# CS294 Lecture 8: Spectral Algorithms Wrap-up

In which we talk about even more generalizations of Cheeger’s inequalities, and we analyze the power method to find approximate eigenvectors, thus having a complete description of a polynomial-time approximation algorithm for sparsest cut

1. Irregular Graphs

For simplicity, we proved our results on ${\lambda_2}$ and ${\lambda_k}$ for regular graphs. Those results extend, essentially with the same proofs, to the case of irregular undirected graphs. In an irregular graph ${G=(V,E)}$, the notion that generalizes edge expansion is called conductance. If ${d_v}$ is the degree of vertex ${v}$, then the conductance of set ${S}$ of vertices is

$\displaystyle \phi(S) := \frac {E(S, V-S)}{\sum_{v\in S} d_v }$

We will call the sum of the degrees of a set of vertices the volume of the set, and denote it ${vol(S) := \sum_{v\in S} d_v}$. The conductance of the graph ${G}$ is

$\displaystyle \phi(G) := \min_{S: vol(S) \leq \frac 12 vol(V)} \ \ \phi(S)$

Higher-order conductance is defined as higher-order expansion, but with conductance replacing expansion in the definition.

The Cheeger inequalities

$\displaystyle \frac {\lambda_2}{2} \leq \phi(G) \leq \sqrt {2 \lambda_2}$

still hold, with the same proof. With some abuse of notation, we will call the following quantity the Rayleigh quotient of ${{\bf x}}$

$\displaystyle R_L({\bf x}) := \frac { \sum_{ \{ u,v \} \in E} (x_u - x_v)^2 } { \sum_{v\in V} d_v x_v^2}$

even if, technically, it is the Rayleigh quotient of ${D^{1/2} {\bf x}}$, where ${D}$ is the diagonal matrix of degrees.

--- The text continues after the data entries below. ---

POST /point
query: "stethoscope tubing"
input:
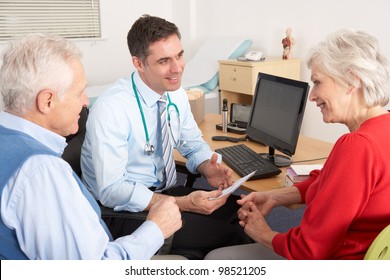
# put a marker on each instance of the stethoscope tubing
(149, 149)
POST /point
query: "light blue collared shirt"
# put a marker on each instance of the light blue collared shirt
(51, 216)
(114, 165)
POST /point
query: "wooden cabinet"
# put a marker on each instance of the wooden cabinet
(237, 79)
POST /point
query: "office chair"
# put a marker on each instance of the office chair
(72, 154)
(380, 247)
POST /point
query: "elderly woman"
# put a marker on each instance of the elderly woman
(348, 200)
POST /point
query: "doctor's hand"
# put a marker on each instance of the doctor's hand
(218, 175)
(199, 202)
(166, 214)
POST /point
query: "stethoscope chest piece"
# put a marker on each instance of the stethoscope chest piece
(149, 149)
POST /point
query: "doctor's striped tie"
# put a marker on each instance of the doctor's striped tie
(170, 167)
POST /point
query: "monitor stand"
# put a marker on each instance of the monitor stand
(278, 160)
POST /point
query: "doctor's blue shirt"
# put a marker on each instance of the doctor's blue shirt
(114, 164)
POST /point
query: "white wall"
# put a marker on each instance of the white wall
(262, 21)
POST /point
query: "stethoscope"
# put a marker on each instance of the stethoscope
(149, 148)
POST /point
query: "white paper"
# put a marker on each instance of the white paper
(305, 169)
(235, 186)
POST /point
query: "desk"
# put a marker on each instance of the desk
(307, 148)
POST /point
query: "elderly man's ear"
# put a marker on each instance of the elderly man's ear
(45, 100)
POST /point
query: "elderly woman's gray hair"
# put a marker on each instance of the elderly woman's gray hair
(354, 58)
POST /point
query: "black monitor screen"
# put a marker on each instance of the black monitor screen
(277, 111)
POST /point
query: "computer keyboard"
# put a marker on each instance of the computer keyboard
(244, 160)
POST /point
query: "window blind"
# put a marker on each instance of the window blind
(67, 18)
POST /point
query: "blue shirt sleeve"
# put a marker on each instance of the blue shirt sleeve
(53, 220)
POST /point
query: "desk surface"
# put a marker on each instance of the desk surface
(307, 149)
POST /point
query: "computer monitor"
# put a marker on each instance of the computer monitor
(276, 116)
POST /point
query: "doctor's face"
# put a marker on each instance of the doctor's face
(164, 65)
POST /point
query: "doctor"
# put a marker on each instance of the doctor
(131, 134)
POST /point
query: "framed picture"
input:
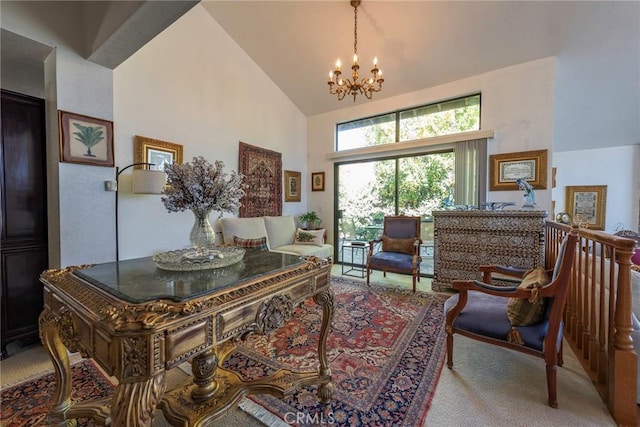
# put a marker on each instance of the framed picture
(292, 187)
(504, 169)
(586, 204)
(85, 140)
(160, 153)
(317, 181)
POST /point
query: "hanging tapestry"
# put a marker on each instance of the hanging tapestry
(263, 178)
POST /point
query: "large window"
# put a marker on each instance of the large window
(442, 118)
(406, 184)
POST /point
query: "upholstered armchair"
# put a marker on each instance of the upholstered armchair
(525, 318)
(400, 250)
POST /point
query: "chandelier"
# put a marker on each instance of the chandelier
(365, 86)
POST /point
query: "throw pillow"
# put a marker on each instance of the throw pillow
(310, 237)
(404, 246)
(524, 312)
(260, 243)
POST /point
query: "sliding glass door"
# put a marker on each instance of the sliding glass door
(412, 185)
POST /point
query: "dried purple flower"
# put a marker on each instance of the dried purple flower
(202, 187)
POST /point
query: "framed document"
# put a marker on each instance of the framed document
(160, 153)
(505, 169)
(586, 204)
(292, 187)
(317, 181)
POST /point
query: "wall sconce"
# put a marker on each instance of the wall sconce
(144, 181)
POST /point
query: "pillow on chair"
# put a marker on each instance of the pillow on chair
(310, 237)
(260, 243)
(404, 246)
(525, 312)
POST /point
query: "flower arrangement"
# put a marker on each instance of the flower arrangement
(202, 187)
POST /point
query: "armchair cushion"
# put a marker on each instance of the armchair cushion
(486, 315)
(390, 244)
(391, 261)
(524, 312)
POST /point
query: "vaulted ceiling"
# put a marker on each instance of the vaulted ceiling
(419, 44)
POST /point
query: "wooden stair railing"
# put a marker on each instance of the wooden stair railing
(597, 318)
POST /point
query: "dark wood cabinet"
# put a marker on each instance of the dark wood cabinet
(24, 248)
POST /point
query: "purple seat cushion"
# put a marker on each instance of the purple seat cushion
(486, 315)
(391, 261)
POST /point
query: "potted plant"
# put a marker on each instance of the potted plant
(311, 220)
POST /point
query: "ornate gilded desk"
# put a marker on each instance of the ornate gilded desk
(137, 321)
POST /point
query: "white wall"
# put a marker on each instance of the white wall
(192, 85)
(618, 168)
(597, 101)
(85, 224)
(517, 103)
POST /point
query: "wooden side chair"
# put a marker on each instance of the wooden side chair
(400, 248)
(480, 311)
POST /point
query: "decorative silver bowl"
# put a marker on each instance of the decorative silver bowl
(192, 259)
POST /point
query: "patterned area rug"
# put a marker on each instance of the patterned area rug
(386, 351)
(27, 403)
(262, 169)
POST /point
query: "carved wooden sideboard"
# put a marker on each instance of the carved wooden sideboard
(464, 240)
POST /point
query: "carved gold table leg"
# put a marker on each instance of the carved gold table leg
(204, 370)
(135, 402)
(325, 300)
(50, 337)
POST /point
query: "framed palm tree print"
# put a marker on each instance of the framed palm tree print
(85, 140)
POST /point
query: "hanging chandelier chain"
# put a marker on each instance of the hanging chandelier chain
(355, 29)
(355, 85)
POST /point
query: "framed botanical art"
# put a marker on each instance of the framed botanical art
(292, 187)
(505, 169)
(317, 181)
(85, 140)
(586, 204)
(160, 153)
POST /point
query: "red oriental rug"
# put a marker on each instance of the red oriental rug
(262, 170)
(386, 351)
(27, 403)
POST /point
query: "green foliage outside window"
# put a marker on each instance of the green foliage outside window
(425, 182)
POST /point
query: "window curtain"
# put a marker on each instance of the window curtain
(471, 172)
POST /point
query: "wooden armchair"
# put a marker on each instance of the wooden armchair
(479, 311)
(400, 248)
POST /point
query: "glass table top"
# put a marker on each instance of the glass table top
(139, 280)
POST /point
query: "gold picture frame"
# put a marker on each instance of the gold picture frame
(317, 181)
(586, 204)
(149, 150)
(292, 186)
(85, 140)
(505, 168)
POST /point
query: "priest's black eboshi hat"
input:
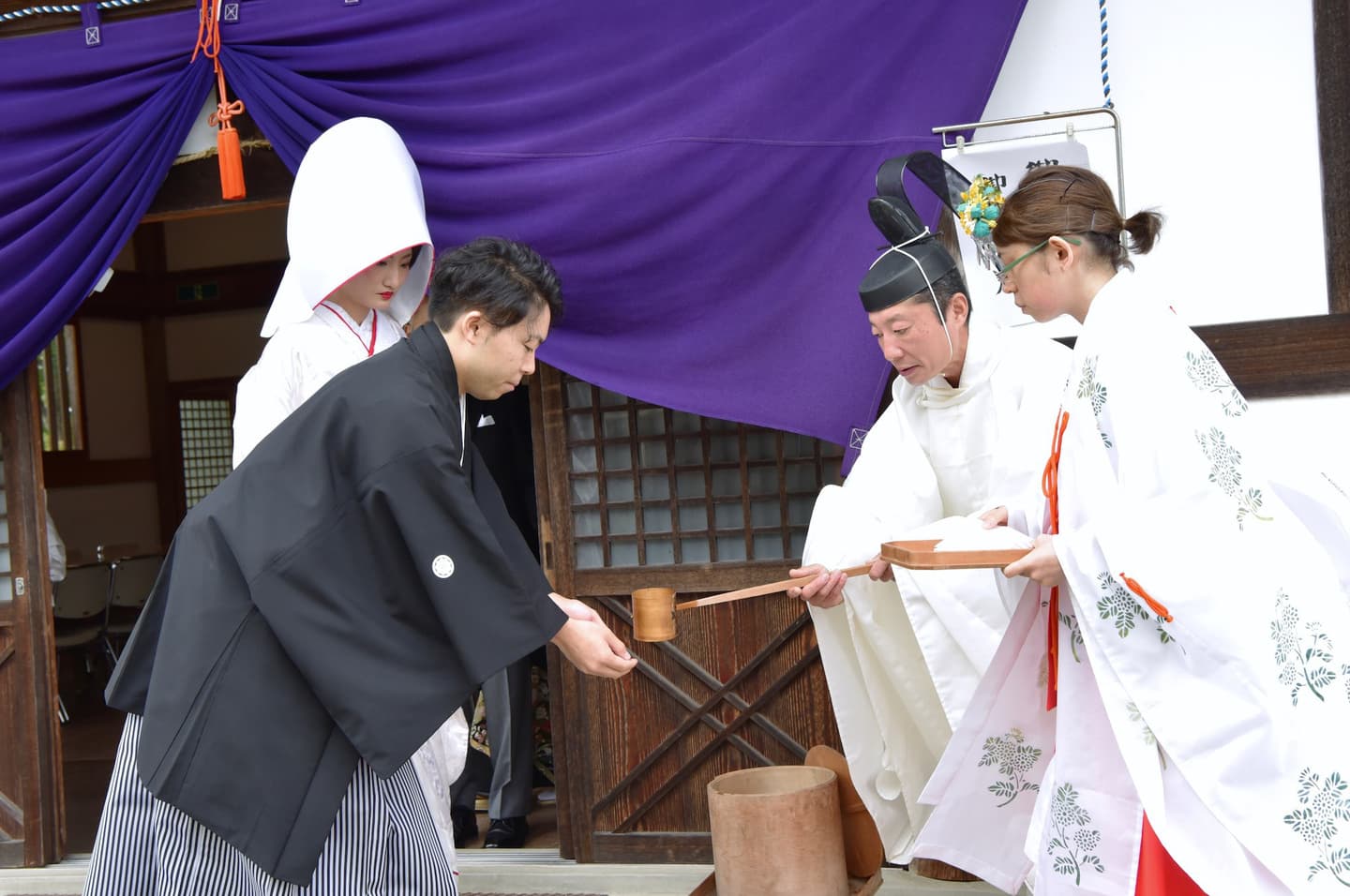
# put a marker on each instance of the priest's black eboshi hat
(914, 260)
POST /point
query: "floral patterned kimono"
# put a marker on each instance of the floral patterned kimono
(1198, 660)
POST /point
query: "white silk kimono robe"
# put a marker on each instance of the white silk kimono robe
(902, 657)
(337, 226)
(1203, 672)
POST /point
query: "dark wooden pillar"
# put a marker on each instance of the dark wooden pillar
(30, 779)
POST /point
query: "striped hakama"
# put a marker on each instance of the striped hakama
(382, 844)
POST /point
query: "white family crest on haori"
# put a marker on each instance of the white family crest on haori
(339, 224)
(902, 657)
(1203, 647)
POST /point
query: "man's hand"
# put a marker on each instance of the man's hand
(574, 609)
(1040, 565)
(996, 517)
(588, 643)
(824, 589)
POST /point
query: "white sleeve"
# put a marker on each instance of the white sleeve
(267, 393)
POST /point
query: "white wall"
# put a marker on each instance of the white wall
(1218, 111)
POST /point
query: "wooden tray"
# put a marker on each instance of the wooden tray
(920, 555)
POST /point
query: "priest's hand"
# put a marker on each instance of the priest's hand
(996, 517)
(589, 644)
(1040, 565)
(825, 589)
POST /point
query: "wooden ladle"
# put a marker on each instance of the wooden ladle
(653, 609)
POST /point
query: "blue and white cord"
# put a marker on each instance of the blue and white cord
(65, 8)
(1106, 76)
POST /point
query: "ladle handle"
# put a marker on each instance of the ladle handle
(754, 591)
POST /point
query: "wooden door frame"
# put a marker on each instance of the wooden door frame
(30, 617)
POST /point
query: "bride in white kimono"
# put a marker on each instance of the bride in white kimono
(905, 650)
(361, 258)
(1190, 628)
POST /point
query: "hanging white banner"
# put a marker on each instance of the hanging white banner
(1006, 162)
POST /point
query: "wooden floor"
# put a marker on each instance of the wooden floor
(89, 745)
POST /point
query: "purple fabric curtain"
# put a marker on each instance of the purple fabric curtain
(697, 172)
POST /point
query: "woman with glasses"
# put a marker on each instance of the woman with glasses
(1191, 631)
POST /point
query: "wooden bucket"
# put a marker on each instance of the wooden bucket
(776, 830)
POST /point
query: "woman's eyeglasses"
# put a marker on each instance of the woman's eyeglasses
(1028, 254)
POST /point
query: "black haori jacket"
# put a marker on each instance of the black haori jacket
(337, 597)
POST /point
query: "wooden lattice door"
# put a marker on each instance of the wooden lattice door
(636, 496)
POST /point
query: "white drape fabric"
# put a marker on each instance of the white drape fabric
(1226, 722)
(902, 657)
(356, 199)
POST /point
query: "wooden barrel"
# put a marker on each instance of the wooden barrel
(776, 830)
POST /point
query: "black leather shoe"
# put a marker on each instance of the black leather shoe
(466, 826)
(506, 833)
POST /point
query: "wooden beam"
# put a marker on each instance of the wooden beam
(1330, 33)
(134, 296)
(72, 469)
(1288, 356)
(34, 714)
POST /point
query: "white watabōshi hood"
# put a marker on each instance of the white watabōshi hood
(356, 199)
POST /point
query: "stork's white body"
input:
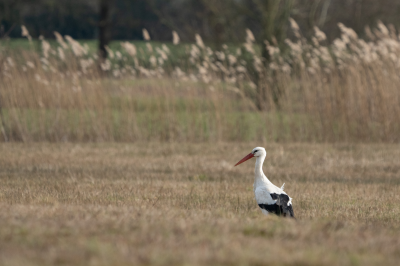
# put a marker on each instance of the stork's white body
(269, 197)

We can also adapt the proof of the higher-order Cheeger inequality to show

$\displaystyle \frac{\lambda_k}{2} \leq \phi_k (G) \leq O(k^{3.5}) \cdot \sqrt{ \lambda_k }$

2. More Cheeger-type Bounds

We proved that if ${(S_F, V-S_F)}$ is the cut found by Fiedler’s algorithm using the eigenvector of ${\lambda_2}$, then

$\displaystyle \phi(S_F, V-S_F) \leq 2 \sqrt {\phi (G)}$

which is a good bound, although it usually underestimates the quality of the solutions found in practice. (There are graphs, however, for which the above inequality is tight within a constant factor.)

One case in which we can improve the analysis is when there are not too many eigenvalues close to ${\lambda_2}$

Theorem 1 There is a constant ${c}$ such that, if ${(S_F, V-S_F)}$ is the cut obtained by Fiedler’s algorithm using an eigenvector for ${\lambda_2}$, then, for every ${k\geq 2}$,

$\displaystyle \phi (S_F,V-S_F) \leq c \cdot k \cdot \frac{\lambda_2}{\sqrt {\lambda_k}}$

So we have

$\displaystyle \phi (S_F,V-S_F) \leq 2 c \cdot \phi(G) \cdot \min_{k \geq 2} \frac {k}{\sqrt {\lambda_k}}$

which is a better bound for families of graphs in which, for some ${k}$, ${\lambda_k >> k^2 \lambda_2}$.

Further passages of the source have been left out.